Krankenpfleger und Humorist Matthias Prehm schlüpft in der Kolumne der aktuellen Ausgabe in die Rolle von Ricarda Klein. Was würde sie wohl den Pflegenden heute raten?

Sie war eine der Vorreiterinnen für die Eigenständigkeit der Pflege: für pflegewissenschaftliche Institute, für die Akademisierung und für eine Zusammenführung der Professionen in der Klinik.

1944 in Thüringen geboren, absolvierte Ricarda Klein nach ihrem Examen eine Weiterbildung zur Pflegedienstleitung in Potsdam. Im Kofferraum eines afrikanischen Diplomaten flüchtete sie 1972 über den Checkpoint Charly in den Westen.

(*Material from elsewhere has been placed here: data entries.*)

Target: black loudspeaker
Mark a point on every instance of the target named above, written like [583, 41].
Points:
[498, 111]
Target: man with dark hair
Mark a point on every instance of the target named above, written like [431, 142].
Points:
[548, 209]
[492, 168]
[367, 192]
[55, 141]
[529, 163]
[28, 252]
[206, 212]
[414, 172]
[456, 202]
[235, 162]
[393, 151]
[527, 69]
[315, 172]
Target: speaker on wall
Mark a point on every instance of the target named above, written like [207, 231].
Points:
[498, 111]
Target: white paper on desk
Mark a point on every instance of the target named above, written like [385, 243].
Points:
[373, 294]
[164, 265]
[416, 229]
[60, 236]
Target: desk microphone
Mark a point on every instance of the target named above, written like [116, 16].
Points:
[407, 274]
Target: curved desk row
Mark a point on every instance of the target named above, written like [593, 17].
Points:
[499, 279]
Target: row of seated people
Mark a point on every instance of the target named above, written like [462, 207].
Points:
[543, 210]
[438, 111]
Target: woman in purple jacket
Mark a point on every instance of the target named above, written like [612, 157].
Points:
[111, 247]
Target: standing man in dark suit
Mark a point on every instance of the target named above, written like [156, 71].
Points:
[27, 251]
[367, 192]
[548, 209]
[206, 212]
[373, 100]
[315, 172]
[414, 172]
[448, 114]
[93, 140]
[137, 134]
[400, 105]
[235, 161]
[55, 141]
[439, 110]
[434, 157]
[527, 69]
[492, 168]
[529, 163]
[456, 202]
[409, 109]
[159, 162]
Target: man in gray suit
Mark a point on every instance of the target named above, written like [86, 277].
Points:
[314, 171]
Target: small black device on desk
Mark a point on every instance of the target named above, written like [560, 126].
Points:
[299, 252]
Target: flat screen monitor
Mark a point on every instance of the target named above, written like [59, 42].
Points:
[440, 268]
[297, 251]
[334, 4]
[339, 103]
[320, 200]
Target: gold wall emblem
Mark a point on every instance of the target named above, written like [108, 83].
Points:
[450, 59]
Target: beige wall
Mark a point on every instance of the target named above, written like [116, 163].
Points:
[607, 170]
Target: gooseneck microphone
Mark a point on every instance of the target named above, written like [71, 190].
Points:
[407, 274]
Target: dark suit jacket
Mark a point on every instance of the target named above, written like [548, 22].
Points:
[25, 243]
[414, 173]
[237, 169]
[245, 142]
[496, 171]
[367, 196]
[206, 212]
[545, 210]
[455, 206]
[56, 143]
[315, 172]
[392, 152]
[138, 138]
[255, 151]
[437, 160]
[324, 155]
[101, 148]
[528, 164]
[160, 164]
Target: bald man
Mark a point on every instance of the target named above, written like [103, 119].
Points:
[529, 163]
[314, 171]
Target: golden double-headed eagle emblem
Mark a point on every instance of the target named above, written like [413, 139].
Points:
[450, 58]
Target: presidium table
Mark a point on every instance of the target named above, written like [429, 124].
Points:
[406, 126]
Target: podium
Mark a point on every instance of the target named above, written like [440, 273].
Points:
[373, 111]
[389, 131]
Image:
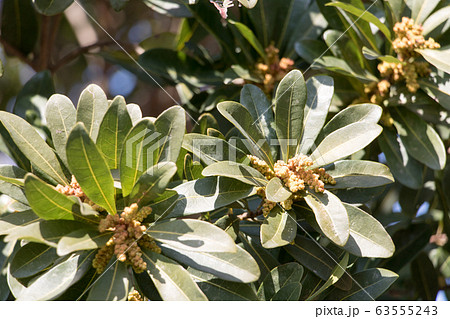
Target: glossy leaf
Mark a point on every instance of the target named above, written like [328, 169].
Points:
[152, 183]
[236, 266]
[31, 259]
[420, 139]
[208, 194]
[112, 131]
[289, 110]
[113, 284]
[372, 283]
[279, 228]
[344, 142]
[193, 235]
[90, 168]
[243, 121]
[33, 146]
[61, 118]
[172, 281]
[331, 215]
[320, 92]
[359, 174]
[91, 108]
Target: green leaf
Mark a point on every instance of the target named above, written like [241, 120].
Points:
[82, 239]
[279, 277]
[56, 280]
[243, 121]
[248, 34]
[344, 142]
[137, 154]
[331, 215]
[171, 125]
[152, 183]
[49, 204]
[61, 118]
[320, 92]
[420, 139]
[11, 182]
[194, 235]
[221, 290]
[317, 259]
[236, 266]
[90, 168]
[172, 281]
[368, 238]
[19, 25]
[241, 172]
[10, 223]
[113, 284]
[405, 169]
[289, 109]
[359, 174]
[363, 15]
[372, 283]
[276, 191]
[256, 102]
[112, 132]
[33, 146]
[31, 259]
[279, 228]
[208, 194]
[439, 58]
[91, 108]
[51, 7]
[360, 113]
[210, 149]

Als sie 1978 Pflegedirektorin des Universitätsklinikums Göttingen wurde, begann sie sich für Berufspolitik zu interessieren. 1985 gründete sie den Verband der Pflegedirektorinnen der Universitätskliniken (VPU), dessen Vorsitzende sie bis 2009 war. 14 Jahre war sie außerdem ehrenamtliche Präsidentin der European Nurse Directors Association (ENDA), sie arbeitete eng mit dem Verband der Universitätsklinika Deutschlands (VUD) und dem Medizinischen Fakultätentag (MFT) zusammen. Von 1990 bis 2009 war sie Pflegedirektorin im Universitätsklinikum Hamburg (UKE) und stellte viele grundlegenden eichen für die Entwicklung der Pflege. Bis zu ihrem plötzlichen Tod im November 2011 war sie Vizepräsidentin des deutschen Pflegerates.

Durch dieses unermüdliche Engagement erreichte sie, dass bis heute die Pflege einen wichtigen Weg zur Eigenständigkeit eingeschlagen hat. Für ihren Einfluss auf die nationalen und internationalen Entwicklungen der Pflege erhielt Ricarda Klein im Februar 2011 das Bundesverdienstkreuz am Bande.